I have below output from gprof for my program:
Flat profile:
Each sample counts as 0.01 seconds.
no time accumulated
% cumulative self self total
time seconds seconds calls Ts/call Ts/call name
0.00 0.00 0.00 30002 0.00 0.00 insert
0.00 0.00 0.00 10124 0.00 0.00 getNode
0.00 0.00 0.00 3000 0.00 0.00 search
0.00 0.00 0.00 1 0.00 0.00 initialize
I have done optimizations and the run time I have is 0.01 secs(this is being calculated on a server where I'm uploading my code) which is the least I am getting at the moment. I am not able to reduce it further, though I want to.

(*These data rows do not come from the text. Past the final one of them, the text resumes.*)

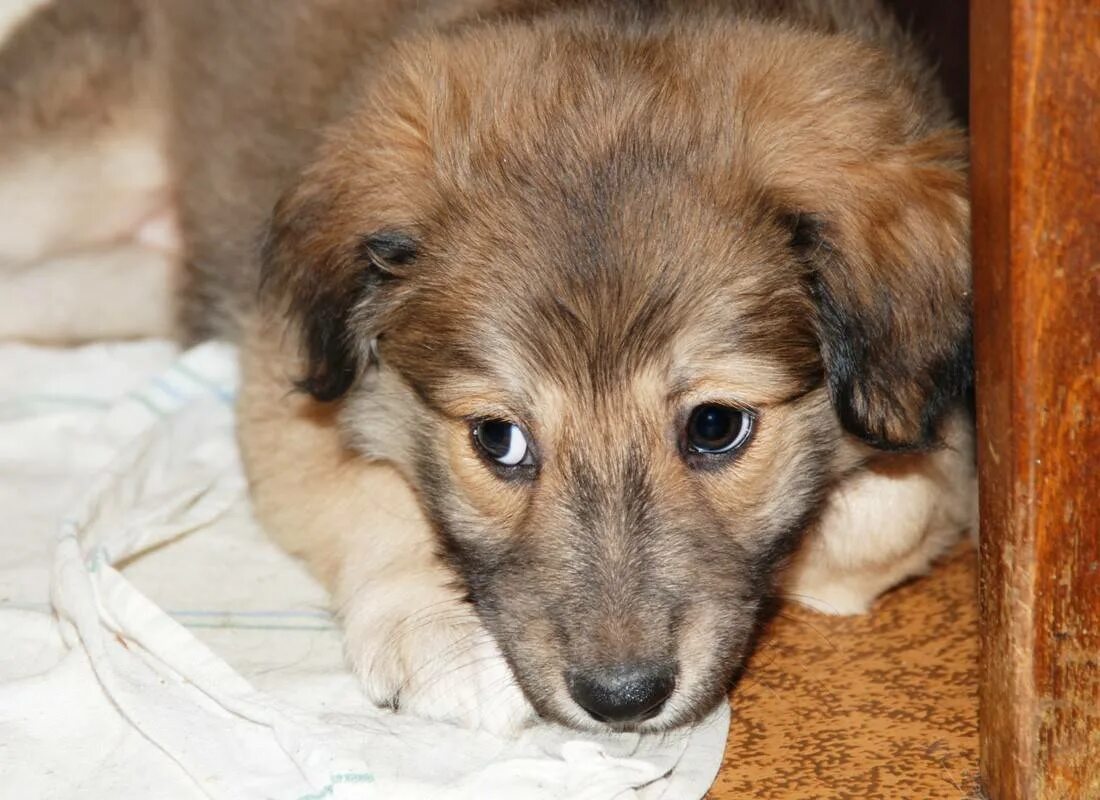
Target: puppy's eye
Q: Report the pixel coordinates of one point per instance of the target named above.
(714, 429)
(503, 441)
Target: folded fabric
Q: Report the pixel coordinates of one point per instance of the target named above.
(157, 645)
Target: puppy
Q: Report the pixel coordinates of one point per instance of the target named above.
(608, 322)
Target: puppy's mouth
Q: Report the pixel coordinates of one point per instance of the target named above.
(629, 696)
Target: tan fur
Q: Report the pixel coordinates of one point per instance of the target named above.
(587, 220)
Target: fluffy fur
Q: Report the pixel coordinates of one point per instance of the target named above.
(585, 219)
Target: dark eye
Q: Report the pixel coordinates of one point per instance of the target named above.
(503, 441)
(714, 429)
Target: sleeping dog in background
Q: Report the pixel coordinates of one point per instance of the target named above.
(572, 332)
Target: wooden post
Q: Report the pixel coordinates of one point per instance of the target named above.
(1035, 125)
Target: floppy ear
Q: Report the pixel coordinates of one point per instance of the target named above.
(339, 240)
(326, 277)
(886, 243)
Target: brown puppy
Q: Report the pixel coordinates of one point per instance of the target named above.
(636, 299)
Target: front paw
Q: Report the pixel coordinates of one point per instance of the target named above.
(424, 651)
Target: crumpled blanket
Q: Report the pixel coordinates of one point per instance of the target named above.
(156, 645)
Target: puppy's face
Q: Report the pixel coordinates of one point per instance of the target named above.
(616, 354)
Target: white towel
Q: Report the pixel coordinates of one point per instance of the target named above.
(156, 645)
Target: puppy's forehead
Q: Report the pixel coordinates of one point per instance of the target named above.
(608, 280)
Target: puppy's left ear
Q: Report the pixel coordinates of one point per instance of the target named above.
(886, 242)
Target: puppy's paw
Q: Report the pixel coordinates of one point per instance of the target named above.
(424, 651)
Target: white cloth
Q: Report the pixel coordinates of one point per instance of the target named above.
(156, 645)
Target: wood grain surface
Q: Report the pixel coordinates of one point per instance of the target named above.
(867, 708)
(1035, 128)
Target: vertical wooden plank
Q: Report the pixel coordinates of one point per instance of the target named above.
(1035, 128)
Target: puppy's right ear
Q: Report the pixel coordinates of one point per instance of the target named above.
(342, 238)
(333, 275)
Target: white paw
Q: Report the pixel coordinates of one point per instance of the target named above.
(421, 650)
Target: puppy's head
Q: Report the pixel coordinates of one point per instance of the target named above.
(618, 307)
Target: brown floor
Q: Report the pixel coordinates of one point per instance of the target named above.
(862, 708)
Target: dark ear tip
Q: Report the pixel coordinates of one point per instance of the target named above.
(326, 388)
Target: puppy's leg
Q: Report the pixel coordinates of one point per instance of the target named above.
(83, 175)
(886, 524)
(409, 634)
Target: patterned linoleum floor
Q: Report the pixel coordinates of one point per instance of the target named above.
(864, 708)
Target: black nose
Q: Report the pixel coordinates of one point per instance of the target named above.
(626, 692)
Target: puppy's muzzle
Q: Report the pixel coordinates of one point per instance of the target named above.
(623, 693)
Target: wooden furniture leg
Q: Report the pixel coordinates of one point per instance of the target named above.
(1035, 127)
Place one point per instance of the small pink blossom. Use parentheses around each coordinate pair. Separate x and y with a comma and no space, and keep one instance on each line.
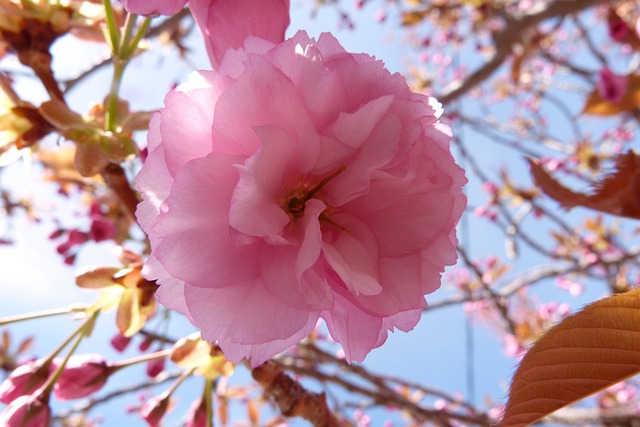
(618,28)
(24,380)
(83,375)
(26,411)
(154,7)
(197,416)
(611,87)
(298,181)
(155,409)
(155,367)
(102,229)
(120,342)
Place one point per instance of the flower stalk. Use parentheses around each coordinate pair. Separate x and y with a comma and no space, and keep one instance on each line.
(75,308)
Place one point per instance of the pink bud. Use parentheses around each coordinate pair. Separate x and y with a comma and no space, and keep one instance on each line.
(618,29)
(102,229)
(611,87)
(155,408)
(23,380)
(155,367)
(120,342)
(26,411)
(82,376)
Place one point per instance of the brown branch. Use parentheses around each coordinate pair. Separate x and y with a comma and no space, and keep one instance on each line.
(505,40)
(292,399)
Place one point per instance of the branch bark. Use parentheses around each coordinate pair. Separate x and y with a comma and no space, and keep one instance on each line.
(512,34)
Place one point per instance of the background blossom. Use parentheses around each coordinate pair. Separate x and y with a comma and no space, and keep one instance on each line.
(296,182)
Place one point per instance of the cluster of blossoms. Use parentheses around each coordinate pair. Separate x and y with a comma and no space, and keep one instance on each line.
(314,184)
(27,389)
(294,181)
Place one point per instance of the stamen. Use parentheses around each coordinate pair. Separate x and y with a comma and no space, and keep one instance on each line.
(295,206)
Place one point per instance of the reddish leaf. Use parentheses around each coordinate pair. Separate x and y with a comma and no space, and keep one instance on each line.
(598,106)
(617,194)
(586,352)
(96,277)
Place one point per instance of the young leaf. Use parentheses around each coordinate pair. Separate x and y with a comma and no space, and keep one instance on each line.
(586,352)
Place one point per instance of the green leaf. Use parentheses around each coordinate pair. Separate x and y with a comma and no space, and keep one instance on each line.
(585,353)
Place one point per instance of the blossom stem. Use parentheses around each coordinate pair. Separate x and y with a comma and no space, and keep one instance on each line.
(112,103)
(186,374)
(129,24)
(111,25)
(83,331)
(140,359)
(131,49)
(208,407)
(45,313)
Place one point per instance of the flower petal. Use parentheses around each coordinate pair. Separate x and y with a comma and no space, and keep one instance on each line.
(218,20)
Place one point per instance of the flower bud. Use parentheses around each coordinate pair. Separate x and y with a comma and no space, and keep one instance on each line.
(155,367)
(120,342)
(83,375)
(155,408)
(612,87)
(26,411)
(24,380)
(197,416)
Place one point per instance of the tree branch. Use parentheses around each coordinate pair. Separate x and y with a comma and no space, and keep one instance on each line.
(512,34)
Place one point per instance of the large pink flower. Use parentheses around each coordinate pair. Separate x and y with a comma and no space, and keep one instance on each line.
(298,181)
(226,23)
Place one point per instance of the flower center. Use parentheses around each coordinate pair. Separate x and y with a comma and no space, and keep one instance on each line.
(294,205)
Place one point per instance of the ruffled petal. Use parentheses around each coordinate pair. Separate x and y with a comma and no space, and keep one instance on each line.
(263,328)
(218,20)
(196,245)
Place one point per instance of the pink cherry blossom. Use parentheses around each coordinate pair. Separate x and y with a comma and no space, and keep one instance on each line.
(153,7)
(83,375)
(298,181)
(197,416)
(26,411)
(618,28)
(226,23)
(611,87)
(155,409)
(24,380)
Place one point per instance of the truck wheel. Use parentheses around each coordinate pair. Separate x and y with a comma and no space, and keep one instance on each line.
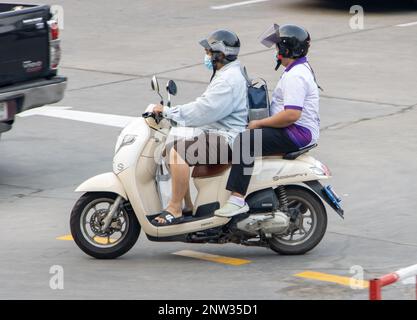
(86,220)
(308,229)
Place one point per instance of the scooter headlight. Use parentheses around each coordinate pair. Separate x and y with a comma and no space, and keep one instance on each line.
(127,140)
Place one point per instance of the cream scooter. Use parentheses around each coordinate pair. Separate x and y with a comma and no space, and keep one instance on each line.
(287,213)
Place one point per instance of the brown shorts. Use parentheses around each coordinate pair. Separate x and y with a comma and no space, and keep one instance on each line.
(207,148)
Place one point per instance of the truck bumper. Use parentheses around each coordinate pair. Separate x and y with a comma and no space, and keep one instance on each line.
(30,95)
(36,93)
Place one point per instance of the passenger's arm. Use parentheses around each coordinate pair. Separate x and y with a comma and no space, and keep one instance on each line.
(281,119)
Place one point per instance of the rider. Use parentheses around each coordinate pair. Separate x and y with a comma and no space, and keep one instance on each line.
(294,122)
(221,114)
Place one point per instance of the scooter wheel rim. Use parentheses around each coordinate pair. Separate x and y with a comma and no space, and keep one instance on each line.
(98,240)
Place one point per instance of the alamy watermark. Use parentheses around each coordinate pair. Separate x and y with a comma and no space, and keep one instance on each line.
(357,21)
(56,281)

Does the 0.01 sec run time of my program has anything to do with the sampling time I see above in gprof output.
Call graph is as below:
gprof -q ./a.out gmon.out
Call graph (explanation follows)
granularity: each sample hit covers 2 byte(s) no time propagated
index % time self children called name
0.00 0.00 30002/30002 main [10]
[1] 0.0 0.00 0.00 30002 insert [1]
0.00 0.00 10124/10124 getNode [2]
-----------------------------------------------
0.00 0.00 10124/10124 insert [1]
[2] 0.0 0.00 0.00 10124 getNode [2]
-----------------------------------------------
0.00 0.00 3000/3000 main [10]
[3] 0.0 0.00 0.00 3000 search [3]
-----------------------------------------------
0.00 0.00 1/1 main [10]
[4] 0.0 0.00 0.00 1 initialize [4]
-----------------------------------------------
While using `time /bin/sh -c ' ./a.out < inp.in '` on my machine I get below which varies slightly on every run .
real 0m0.024s
user 0m0.016s
sys 0m0.004s
real 0m0.017s
user 0m0.008s
sys 0m0.004s
I am bit confused how to correlate time output and gprof o/p
According to your other question, you got it from 8 seconds down to 0.01 seconds.
That's pretty good.
Now if you want to go further, first do as #Peter suggested in his comment.
Run the code many times inside main() so it runs long enough to get samples.
Then you could try my favorite technique.
It will be much more informative than gprof.
P.S. Don't worry about CPU percent.
All it tells is if your machine is busy and not doing much I/O.
It does not tell you anything about your program.